A spokeswoman for the Oregon Forest & Industries Council says its members, manufacturers and landowners, remain divided over offsets. They can’t know for certain whether the offset protocols would benefit them, or if a cap and trade bill would harm their supply chain or jeapordize manufacturing jobs, until legislators present a bill for the 2019 session. 

Though well-designed offset rules would create new opportunities for forest landowners, not everyone would benefit, and not right away. Kittler says forestry offsets make sense for a “very select segment” of landowners, namely those with old growth or mature second growth forests.

Timber still fetches a much higher price than carbon, meaning the traditional emphasis on harvesting will continue.

“Timber’s way up so people are cutting,” Kittler says. “Carbon’s way down so not many people are looking at it. Financially I can’t necessarily see this being a huge impact for landowners right away.”

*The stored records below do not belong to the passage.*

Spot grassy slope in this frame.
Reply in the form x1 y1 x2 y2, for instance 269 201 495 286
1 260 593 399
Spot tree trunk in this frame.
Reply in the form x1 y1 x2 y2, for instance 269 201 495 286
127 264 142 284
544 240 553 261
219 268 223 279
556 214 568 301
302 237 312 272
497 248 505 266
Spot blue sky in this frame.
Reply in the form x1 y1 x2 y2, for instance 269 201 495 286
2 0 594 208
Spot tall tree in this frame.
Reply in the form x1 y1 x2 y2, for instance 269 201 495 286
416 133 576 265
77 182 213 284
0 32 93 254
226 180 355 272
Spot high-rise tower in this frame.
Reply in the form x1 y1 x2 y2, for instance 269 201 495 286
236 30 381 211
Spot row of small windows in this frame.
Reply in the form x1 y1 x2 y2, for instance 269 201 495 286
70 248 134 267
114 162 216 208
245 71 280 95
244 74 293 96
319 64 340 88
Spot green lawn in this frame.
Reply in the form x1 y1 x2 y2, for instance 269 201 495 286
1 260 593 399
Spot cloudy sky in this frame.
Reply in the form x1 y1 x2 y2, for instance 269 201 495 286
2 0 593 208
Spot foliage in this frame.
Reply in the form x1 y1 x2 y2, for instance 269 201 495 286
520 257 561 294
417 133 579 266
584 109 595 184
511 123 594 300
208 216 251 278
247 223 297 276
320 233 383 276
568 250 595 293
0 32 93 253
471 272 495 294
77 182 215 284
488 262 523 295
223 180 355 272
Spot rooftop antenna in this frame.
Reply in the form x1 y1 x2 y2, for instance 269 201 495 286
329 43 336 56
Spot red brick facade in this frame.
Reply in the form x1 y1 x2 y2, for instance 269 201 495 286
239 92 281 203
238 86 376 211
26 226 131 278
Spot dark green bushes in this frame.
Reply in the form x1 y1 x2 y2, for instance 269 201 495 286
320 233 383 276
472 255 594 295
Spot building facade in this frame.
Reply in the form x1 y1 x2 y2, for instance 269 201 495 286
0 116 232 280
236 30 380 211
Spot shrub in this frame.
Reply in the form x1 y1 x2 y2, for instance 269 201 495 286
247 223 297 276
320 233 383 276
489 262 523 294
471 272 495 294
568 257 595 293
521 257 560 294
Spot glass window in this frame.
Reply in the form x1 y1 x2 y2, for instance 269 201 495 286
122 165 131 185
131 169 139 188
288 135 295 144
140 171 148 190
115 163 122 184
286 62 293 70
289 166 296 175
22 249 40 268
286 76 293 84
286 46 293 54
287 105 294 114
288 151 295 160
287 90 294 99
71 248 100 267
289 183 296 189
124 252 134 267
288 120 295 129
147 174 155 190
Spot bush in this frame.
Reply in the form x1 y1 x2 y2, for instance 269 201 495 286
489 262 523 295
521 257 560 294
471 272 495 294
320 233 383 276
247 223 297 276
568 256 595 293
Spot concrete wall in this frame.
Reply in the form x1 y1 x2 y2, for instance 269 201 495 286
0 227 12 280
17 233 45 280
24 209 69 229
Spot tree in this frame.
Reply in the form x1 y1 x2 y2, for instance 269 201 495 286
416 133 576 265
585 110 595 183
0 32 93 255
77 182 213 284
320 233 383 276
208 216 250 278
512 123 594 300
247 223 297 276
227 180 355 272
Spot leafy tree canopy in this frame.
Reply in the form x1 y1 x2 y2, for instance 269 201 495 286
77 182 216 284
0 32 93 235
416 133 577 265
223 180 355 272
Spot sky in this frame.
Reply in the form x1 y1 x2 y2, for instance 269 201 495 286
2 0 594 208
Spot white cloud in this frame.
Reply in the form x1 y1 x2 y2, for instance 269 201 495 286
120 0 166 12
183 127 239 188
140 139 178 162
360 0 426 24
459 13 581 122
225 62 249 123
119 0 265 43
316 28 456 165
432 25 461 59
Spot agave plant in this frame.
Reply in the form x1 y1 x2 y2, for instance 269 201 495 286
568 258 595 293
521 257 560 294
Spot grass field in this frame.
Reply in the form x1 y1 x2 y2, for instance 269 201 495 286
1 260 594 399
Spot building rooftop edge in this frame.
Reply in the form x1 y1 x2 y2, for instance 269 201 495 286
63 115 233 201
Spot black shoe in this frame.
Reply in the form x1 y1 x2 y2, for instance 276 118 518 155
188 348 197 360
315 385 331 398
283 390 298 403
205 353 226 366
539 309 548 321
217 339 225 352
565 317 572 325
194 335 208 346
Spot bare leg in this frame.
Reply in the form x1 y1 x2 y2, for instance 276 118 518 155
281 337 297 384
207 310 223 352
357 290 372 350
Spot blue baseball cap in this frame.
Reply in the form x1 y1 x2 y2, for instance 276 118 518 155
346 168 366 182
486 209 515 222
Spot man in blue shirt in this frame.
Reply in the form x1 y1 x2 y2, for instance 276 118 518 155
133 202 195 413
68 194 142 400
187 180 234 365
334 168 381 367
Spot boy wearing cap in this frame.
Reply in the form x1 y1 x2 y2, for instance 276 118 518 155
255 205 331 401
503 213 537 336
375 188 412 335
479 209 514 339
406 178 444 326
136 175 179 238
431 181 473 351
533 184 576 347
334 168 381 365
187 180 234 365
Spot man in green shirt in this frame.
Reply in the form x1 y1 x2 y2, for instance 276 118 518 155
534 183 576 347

“We’re starting to have a conversation around offsets and what protocol we want to have,” Kittler says. “But we haven’t tackled a lot of sticky issues.”


Gastellum says offsets can’t substitute for pollution mitigation. The number of offsets allowed should be regulated, she says, because “we can’t offset our way out of this system.”

Yet for all their limitations, forestry offsets could form a key piece of the carbon reduction puzzle. It gives forest landowners, who already have little to lose from carbon legislation, something to gain.   

“They’ve been a pretty prominent thing to discuss,” Zareski says. “Oregon’s got a long forestry history. When you look at California, forest carbon offsets have proven to be the most effective type of offset.”